Бурмистров горестно ударил кулаком по столу так, что зашатались бутылки.
- Я уговаривал её: "Глафира, идём в губернию! Поступишь в хорошее заведение, а я туда - котом пристроюсь". - "Нет, говорит, милый! Там я буду, может, десятая, а здесь я - первая!" Верно - она первая!
- Пустяки всё это! - тихо и серьёзно сказал Тиунов. Вавила посмотрел на него и качнул головой, недоумевая.
- Ты меня успокой всё-таки! - снова заговорил он. - Что я сделал, а?
- Это насчёт доноса? - спросил кривой. - Ничего! Привязаться ко мне трудно: против государь-императора ничего мною не говорено. Брось это!
- Вот - душа! - кричал Бурмистров, наливая водку. - Выпьем за дружбу! Эх, не волен я в чувствах сердца!
Выпили, поцеловались, Тиунов крепко вытер губы, и беседа приняла спокойный, дружеский характер.
- Ты сообрази, - не торопясь, внушал кривой, - отчего твоё сердце, подобно маятнику, качается туда-сюда, обманывая всех, да и тебя самого?

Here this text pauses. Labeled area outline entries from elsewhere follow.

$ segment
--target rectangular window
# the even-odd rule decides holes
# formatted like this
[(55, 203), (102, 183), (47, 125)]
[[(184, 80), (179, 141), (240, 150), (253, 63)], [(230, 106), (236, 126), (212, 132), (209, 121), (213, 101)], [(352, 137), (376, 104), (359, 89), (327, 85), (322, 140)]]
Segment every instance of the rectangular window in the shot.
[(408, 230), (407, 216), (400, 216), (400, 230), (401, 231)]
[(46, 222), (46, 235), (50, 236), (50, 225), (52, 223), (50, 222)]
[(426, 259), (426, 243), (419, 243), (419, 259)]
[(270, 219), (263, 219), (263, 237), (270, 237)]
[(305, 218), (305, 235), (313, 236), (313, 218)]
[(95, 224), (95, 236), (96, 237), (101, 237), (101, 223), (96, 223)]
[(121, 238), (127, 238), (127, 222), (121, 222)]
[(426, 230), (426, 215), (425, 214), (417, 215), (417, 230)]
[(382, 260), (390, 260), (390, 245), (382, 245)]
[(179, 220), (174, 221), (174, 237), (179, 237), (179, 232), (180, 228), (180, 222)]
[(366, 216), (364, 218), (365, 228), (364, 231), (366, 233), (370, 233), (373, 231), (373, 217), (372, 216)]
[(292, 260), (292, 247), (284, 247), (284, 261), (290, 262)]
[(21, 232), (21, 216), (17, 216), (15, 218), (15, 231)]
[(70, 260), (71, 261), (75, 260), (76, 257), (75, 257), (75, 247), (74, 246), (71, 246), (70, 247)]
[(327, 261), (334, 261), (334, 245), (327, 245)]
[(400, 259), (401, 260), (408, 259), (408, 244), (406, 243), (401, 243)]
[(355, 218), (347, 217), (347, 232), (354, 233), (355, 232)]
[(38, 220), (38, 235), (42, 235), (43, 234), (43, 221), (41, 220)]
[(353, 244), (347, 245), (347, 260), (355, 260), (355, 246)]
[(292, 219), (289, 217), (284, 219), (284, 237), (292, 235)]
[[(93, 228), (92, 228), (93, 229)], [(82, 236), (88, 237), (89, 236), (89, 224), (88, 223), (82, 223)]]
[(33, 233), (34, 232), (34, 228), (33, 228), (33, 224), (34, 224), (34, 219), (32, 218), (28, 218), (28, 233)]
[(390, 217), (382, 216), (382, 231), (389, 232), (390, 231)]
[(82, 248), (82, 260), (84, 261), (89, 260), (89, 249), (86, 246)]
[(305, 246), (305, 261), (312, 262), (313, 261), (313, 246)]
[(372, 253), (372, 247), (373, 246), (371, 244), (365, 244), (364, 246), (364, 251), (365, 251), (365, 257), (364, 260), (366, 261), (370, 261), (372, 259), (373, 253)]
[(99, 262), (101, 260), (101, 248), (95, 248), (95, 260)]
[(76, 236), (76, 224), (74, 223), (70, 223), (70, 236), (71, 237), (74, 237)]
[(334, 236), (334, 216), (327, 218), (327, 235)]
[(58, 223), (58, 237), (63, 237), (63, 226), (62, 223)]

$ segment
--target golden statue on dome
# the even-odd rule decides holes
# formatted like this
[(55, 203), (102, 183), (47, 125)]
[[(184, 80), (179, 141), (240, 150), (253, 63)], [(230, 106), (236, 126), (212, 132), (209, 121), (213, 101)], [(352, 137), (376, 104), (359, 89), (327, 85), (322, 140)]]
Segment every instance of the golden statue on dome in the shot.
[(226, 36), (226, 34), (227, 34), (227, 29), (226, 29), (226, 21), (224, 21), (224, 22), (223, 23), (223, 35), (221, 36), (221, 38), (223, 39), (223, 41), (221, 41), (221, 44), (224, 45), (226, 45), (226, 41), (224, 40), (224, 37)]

От нетвёрдой земли под тобою, браток, оттого, что ты человек ни к чему не прилепленный, сиречь - мещанин! Надо бы говорить - мешанин, потому - всё в человеке есть, а всё - смешано, переболтано...
- Верно! - мотая головой, восклицал Вавила. - Ах, верно же, ей-богу! Всё во мне есть!
- А стержня - нету! И все мы такие, смешанные изнутри. Кто нас ни гни - кланяемся и больше ничего! Нет никаких природных прав, и потому христопродавцы! Торговать, кроме души, - нечем. Живём - пакостно: в молодости землю обесчестив, под старость на небо лезем, по монастырям, по богомольям шатаясь...
- Верно! Жизнь беззаконная!
- Закон, говорится, что конь: куда захочешь, туда и поворотишь, а руку протянуть - нельзя нам к этому закону! Вот что, браток!
Гладкая речь Тиунова лентой вилась вокруг головы слободского озорника и, возбуждая его внимание, успокаивала сердце. Ему даже подумалось, что спорить не о чем: этот кривой, чернозубый человек славе его не помеха. Глядя, как вздрагивает раздвоенная бородка Якова Захарова, а по черепу, от глаз к вискам, змейками бегают тонкие морщины, Бурмистров чувствовал в нём что-то интересно и жутко задевающее ум.